Молодой Габриэль обнял отца и, покинув его пещерку, направился с посохом через пустыню в Египет. Плотнее укутав голову от палящих лучей солнца и песчаной пыли, плотнее затянув широкий кушак на поясе, в котором были завёрнуты хлеб и вяленое мясо, он двинулся навстречу своей миссии.
Габриэль хоть и согласился с отцом, однако в душе у него было иное настроение. Своими сомнениями он и хотел поделиться по прибытии в Александрию с Нафанаилом, жрецом, которому было тысячу двести пять лет, а также встретиться со Святым отцом Михаилом, которому было уже почти три тысячи лет. Старик плохо уже передвигался и видел неважно своими почти белёсыми выцветшими глазами.
Путь был долгим и опасным.
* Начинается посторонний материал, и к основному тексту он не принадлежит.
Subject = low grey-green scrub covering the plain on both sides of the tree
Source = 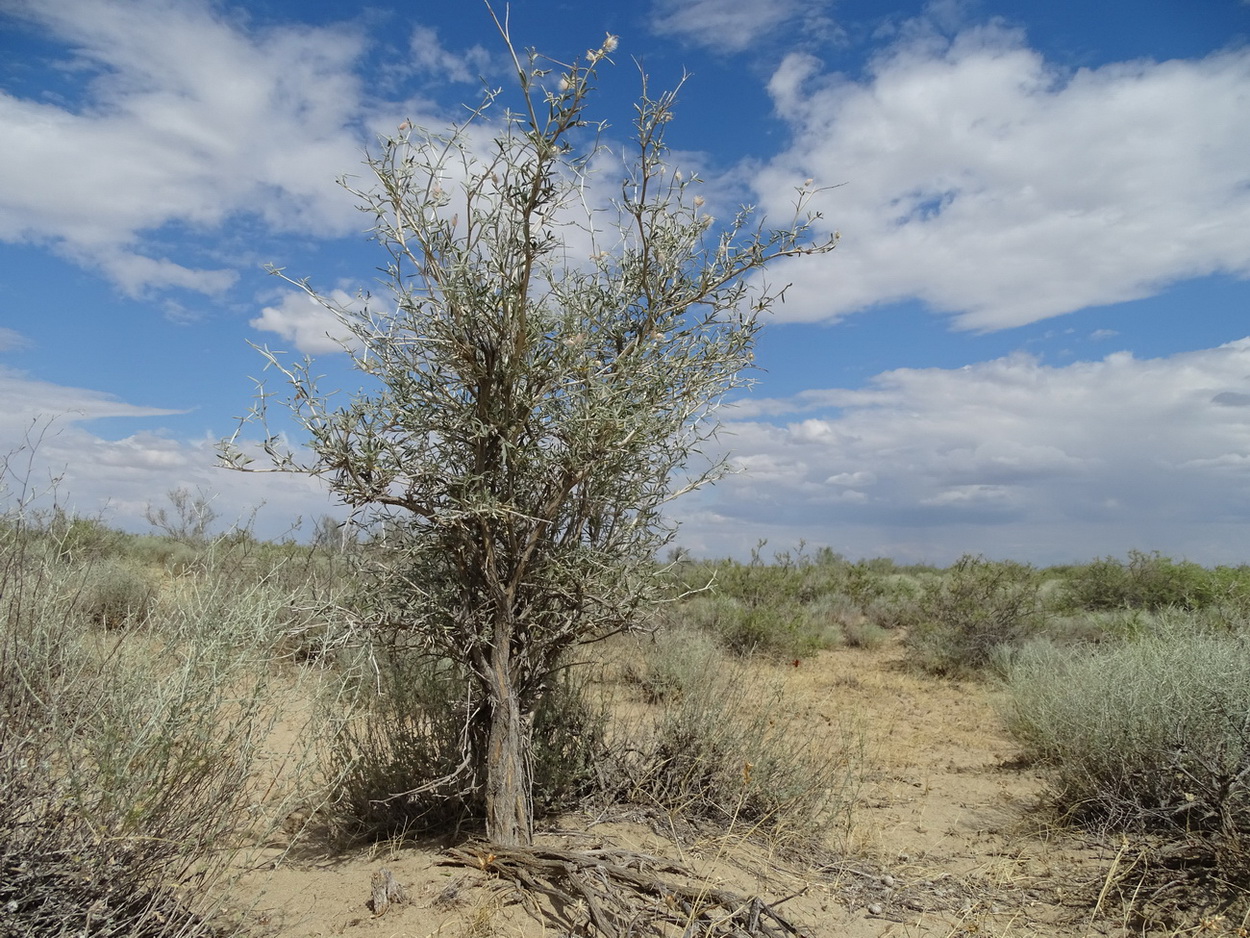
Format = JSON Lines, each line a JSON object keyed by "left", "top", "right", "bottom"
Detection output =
{"left": 0, "top": 480, "right": 1250, "bottom": 935}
Габриэль много думал о жизни, словно уже прощался с ней. Он жалел, что вообще ангелы сотворили столько человекоподобных и создали тем самым ужасные проблемы для всех, и для самих себя, и для людей. Ведь когда людей становится слишком много, они становятся злыми и начинают ненавидеть друг друга.
Он удивлялся, как можно было давать знания примитивным созданиям?
«Чем предки думали? Что за безрассудство? Ведь закон Ману запрещал обучать смертных, так почему мой предок, сын Промуза пошёл за Мэль-Хором? Почему согласился дать людям учение о выживании? Почему же и Адонай научил людей многим наукам и ремёслам? Зачем же они нарушили наказ своего Великого отца и бога? Если бы они этого не сделали, то люди, наверное, также как неандертальцы вымерли. А может потому и выжили, что им помогли? Наверное, если бы не восстал Адонай, этого бы и не случилось, догадался Габриэль. Похоже, Братство Семи стало противовесом проискам Архонта, стало его сдерживающей силой, способной противостоять превращению новой планеты в рассадник дьявольской воли богов. Теперь сложно во всём разобраться основательно, очень сложно, почти невозможно.